2022 : Augmentation des crédits et amélioration du taux d’exécution
En 2022, le budget initial a été réduit à 3 161 500 000 000 GNF, mais la LFR l’a porté à 3 450 095 462 203 GNF, soit une augmentation de près de 300 milliards. Les dépenses réelles se sont élevées à 1 336,11 milliards à fin septembre, représentant 57,20% des crédits ouverts sur la période. Bien que le taux d’exécution soit en progression par rapport à 2021, il reste modéré, indiquant des marges d’amélioration dans la gestion des crédits.
2023 : Forte hausse des crédits et meilleure exécution
Pour 2023, le budget initial a été relevé à 3 977 942 307 640 GNF, puis porté à 4 116 862 937 232 GNF en LFR, soit une augmentation substantielle. Les dépenses atteignaient 1 570,78 milliards à fin septembre, représentant 79,03% des crédits engagés sur la période et 37,12% de la LFR. Bien que le taux d’exécution soit en nette amélioration, il reste en deçà des objectifs, soulignant la nécessité de poursuivre les efforts pour optimiser l’utilisation des crédits.
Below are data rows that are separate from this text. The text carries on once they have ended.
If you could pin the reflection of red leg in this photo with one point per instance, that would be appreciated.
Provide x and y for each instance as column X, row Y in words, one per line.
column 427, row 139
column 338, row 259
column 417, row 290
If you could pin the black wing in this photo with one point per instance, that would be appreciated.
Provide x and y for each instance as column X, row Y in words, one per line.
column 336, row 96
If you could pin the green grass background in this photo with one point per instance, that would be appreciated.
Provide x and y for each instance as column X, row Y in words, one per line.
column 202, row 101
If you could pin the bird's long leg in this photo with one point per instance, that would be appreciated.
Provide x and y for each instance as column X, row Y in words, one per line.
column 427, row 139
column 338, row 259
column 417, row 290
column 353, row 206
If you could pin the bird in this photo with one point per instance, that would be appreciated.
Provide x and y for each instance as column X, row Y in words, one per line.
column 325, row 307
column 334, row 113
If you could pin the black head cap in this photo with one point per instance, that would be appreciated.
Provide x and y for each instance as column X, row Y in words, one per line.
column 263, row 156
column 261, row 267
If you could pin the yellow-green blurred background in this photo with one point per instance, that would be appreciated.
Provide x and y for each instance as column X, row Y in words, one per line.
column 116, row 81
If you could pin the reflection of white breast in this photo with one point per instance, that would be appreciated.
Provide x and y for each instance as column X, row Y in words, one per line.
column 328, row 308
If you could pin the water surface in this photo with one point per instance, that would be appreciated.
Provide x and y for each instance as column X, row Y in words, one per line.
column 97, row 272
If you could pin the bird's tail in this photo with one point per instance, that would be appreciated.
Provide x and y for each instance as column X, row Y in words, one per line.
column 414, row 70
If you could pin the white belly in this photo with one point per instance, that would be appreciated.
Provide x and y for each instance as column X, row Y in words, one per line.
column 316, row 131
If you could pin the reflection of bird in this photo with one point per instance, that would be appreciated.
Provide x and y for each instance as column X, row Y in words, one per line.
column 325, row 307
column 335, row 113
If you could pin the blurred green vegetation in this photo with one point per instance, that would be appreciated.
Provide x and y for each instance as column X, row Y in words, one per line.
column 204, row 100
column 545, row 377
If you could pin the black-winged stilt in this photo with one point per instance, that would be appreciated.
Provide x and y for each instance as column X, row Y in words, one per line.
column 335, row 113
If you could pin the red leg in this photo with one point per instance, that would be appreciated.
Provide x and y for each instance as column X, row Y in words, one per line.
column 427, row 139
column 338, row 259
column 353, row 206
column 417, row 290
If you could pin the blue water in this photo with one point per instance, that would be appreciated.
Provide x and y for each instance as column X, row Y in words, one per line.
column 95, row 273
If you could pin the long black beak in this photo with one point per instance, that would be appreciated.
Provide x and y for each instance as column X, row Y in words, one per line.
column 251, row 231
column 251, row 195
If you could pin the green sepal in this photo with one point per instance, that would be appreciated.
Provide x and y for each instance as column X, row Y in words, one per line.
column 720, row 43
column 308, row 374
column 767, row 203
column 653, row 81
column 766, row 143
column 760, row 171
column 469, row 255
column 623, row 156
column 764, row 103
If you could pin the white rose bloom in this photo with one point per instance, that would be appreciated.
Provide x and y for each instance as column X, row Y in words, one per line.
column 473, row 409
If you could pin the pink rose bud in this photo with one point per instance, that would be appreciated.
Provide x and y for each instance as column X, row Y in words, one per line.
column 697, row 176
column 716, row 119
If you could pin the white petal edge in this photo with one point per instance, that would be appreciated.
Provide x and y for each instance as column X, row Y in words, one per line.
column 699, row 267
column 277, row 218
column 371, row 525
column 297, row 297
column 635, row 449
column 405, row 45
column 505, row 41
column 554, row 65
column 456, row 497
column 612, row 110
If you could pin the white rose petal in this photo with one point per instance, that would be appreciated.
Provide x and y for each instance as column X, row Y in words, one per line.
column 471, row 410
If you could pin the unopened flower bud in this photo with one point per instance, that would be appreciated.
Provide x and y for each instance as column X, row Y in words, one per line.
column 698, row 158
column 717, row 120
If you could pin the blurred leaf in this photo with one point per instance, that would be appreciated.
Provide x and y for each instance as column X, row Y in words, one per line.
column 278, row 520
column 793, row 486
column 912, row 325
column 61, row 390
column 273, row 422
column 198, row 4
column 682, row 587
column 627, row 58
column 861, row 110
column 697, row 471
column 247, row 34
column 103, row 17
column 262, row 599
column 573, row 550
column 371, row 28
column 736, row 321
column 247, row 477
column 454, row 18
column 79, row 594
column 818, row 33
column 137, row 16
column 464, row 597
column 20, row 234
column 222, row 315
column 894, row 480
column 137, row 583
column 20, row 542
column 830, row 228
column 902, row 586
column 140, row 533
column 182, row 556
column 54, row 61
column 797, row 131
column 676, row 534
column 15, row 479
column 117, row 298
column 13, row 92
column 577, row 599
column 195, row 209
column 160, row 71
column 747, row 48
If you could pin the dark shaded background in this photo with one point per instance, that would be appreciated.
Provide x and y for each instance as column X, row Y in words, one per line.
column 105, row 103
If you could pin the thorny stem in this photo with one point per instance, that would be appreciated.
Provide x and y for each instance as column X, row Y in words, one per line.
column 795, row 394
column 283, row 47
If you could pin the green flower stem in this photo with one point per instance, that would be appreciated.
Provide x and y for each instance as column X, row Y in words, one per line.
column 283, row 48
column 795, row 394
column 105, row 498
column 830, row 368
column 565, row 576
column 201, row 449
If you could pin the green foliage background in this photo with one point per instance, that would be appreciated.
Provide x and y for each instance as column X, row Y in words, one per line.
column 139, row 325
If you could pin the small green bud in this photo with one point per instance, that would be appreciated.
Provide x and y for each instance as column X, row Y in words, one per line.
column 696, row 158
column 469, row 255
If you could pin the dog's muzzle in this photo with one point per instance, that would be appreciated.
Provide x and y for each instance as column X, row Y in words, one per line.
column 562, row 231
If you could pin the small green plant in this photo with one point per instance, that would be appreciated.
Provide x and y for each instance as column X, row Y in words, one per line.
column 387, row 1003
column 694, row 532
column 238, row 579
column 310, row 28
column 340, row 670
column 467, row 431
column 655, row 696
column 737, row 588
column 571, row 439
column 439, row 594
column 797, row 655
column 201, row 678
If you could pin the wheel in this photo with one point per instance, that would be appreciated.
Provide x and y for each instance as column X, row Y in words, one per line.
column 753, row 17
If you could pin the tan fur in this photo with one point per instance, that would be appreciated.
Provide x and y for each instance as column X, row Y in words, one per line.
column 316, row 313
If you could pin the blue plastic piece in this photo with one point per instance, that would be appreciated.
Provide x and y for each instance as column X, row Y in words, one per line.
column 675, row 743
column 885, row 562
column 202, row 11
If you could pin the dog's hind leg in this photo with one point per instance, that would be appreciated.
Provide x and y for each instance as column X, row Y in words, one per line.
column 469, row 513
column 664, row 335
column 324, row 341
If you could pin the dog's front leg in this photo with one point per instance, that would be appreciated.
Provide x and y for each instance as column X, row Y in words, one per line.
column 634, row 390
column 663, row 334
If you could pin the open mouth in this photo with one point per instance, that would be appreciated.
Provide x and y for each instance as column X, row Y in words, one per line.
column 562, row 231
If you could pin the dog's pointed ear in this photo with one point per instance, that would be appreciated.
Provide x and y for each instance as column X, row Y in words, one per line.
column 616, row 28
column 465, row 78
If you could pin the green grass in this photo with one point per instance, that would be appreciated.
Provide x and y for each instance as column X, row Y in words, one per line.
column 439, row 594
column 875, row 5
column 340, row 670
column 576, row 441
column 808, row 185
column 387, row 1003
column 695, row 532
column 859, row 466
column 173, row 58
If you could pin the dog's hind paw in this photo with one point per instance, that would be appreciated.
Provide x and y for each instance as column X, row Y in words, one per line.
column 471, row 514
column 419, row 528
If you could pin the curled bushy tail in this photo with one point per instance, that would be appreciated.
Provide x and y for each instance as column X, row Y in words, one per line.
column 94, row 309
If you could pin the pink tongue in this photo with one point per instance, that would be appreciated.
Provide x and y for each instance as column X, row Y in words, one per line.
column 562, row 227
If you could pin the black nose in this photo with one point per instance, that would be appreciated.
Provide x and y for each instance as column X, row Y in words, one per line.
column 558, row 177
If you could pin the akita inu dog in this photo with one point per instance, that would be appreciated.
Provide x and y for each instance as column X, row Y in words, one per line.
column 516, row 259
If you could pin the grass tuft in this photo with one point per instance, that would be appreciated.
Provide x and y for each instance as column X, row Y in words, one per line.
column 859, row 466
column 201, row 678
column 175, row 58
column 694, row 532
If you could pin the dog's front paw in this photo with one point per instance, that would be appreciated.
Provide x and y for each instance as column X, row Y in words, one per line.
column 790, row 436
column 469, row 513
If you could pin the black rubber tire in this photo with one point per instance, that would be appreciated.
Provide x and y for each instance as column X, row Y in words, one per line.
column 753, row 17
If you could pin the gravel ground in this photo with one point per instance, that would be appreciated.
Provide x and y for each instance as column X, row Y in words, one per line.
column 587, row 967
2024 : Poursuite de l’augmentation des crédits
Pour 2024, le budget initial est fixé à 3 994 188 355 902 GNF, puis relevé à 4 306 870 248 983 GNF en LFR, confirmant la priorité accordée aux achats de biens et services. Cette tendance haussière vise à répondre aux besoins croissants de l’État et à améliorer la qualité des services publics. Cependant, l’exécution effective de ces crédits reste un défi à relever dans les années à venir.
- Défis et Problèmes Rencontrés :
- Retards dans les Procédures d’Achat : Des retards ont été constatés dans les procédures d’achat, affectant l’exécution des dépenses. Ces retards sont souvent dus à des procédures administratives de passations de marchés complexes et à des délais de validation prolongés.
- Manque de Capacité des Agents : Un manque de formation et de capacité des agents chargés des achats a été identifié comme un obstacle majeur. Les agents manquent souvent de compétences techniques et de connaissances sur les meilleures pratiques en matière d’achats publics.
- Problèmes de Transparence : Des lacunes dans la transparence des procédures d’achat ont été relevées, nécessitant des améliorations. La transparence est essentielle pour garantir l’équité et la concurrence dans les marchés publics.
- Améliorations et Réformes :
- Renforcement des Capacités : Des programmes de formation ont été mis en place pour renforcer les capacités des agents. Ces programmes incluent des formations sur les procédures d’achat, les techniques de négociation et les meilleures pratiques en matière de gestion des marchés publics.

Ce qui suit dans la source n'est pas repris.